Subaltern mediators in the digital landscape: The case of video poetry

Teresa Iribarren
Abstract

This article explores translational literary Web 2.0 practices and user-generated cultural creations on the Internet, focusing on video poetry that re-creates canonical poets’ bodies of work. It will be argued that the use of for-profit platforms like YouTube and Vimeo by indie creators and translators of video poetry favours the emergence of new translational attitudes, practices and objects that have positive but also contentious effects. One the one hand, these online mediators explore new poetic expressions and tend to make the most of the potential for dissemination of poetic heritage, providing visibility to non-hegemonic literatures.
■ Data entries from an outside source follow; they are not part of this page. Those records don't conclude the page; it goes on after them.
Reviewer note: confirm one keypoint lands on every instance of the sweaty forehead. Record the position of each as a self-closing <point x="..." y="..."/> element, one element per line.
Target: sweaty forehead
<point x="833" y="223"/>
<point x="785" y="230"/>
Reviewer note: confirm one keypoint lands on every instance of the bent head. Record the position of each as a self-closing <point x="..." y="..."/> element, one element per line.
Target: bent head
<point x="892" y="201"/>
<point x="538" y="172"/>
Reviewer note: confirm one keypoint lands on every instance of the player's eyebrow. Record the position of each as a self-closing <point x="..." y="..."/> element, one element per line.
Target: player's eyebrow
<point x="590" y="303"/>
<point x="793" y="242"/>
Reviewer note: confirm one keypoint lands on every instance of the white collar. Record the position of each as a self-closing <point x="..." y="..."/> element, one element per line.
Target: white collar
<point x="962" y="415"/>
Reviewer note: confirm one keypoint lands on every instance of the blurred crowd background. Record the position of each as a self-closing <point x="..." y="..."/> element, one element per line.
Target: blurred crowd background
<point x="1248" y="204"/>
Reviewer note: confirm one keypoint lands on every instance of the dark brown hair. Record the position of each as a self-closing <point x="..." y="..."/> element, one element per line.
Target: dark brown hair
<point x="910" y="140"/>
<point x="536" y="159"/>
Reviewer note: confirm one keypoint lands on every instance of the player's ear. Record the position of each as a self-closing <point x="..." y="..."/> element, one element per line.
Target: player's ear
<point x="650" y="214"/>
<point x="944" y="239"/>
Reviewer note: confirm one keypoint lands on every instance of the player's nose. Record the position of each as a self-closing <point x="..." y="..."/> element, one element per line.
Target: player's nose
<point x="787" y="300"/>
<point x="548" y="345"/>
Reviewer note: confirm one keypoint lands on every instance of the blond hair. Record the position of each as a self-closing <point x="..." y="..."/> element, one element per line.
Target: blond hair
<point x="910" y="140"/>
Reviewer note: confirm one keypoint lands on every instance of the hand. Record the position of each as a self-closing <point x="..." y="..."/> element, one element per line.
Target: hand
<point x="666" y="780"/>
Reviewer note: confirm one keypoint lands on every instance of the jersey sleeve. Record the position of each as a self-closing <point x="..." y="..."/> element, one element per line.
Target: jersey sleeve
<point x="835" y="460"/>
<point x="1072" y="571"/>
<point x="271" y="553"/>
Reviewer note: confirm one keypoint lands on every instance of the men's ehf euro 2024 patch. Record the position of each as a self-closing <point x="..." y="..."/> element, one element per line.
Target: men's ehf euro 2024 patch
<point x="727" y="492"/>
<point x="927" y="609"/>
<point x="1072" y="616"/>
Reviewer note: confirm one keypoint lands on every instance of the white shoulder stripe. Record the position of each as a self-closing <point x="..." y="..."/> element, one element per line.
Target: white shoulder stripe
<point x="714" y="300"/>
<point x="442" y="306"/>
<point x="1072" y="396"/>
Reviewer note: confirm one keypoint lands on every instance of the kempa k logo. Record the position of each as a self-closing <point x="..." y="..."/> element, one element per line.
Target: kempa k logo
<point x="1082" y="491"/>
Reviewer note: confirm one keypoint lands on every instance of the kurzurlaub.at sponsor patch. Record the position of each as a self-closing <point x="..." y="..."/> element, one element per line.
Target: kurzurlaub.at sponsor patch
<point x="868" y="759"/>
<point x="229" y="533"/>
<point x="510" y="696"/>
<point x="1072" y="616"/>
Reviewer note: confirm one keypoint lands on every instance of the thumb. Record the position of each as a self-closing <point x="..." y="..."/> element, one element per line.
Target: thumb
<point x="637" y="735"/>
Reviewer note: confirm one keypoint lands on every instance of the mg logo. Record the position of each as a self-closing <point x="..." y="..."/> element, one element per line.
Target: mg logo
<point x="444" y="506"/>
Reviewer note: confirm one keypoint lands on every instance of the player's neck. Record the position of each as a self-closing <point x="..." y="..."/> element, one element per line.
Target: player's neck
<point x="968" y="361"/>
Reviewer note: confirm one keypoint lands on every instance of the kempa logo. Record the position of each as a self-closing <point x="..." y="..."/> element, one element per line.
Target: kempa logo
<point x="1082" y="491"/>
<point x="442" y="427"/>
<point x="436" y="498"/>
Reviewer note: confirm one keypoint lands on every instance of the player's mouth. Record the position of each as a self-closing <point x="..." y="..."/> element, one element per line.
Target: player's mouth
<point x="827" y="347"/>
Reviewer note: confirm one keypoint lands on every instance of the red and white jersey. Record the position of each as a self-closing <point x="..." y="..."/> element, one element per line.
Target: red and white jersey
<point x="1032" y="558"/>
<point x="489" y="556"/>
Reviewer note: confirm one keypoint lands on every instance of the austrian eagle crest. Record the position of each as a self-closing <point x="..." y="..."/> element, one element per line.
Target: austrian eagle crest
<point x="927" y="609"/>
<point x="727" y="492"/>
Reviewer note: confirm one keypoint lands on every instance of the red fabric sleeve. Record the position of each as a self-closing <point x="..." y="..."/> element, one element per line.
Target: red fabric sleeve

On the other hand, however, these translational digitally-born practices and creations by voluntary and subaltern mediators might reinforce the hegemonic position of large American Internet corporations at the risk of commodifying cultural capital, consolidating English as a lingua franca and perhaps, in the long run, even fostering a potentially monocultural and internationally homogeneous aesthetics.

Keywords:
Table of contents

We are street readers. Look at us, info junk dealers, as we zip through the telephone, scan a newspaper we’ve just read, leaf through a magazine. We are the new generation of readers. Not dumber but faster. We whiz through three lives at once. Let’s be honest: reading has become a different experience.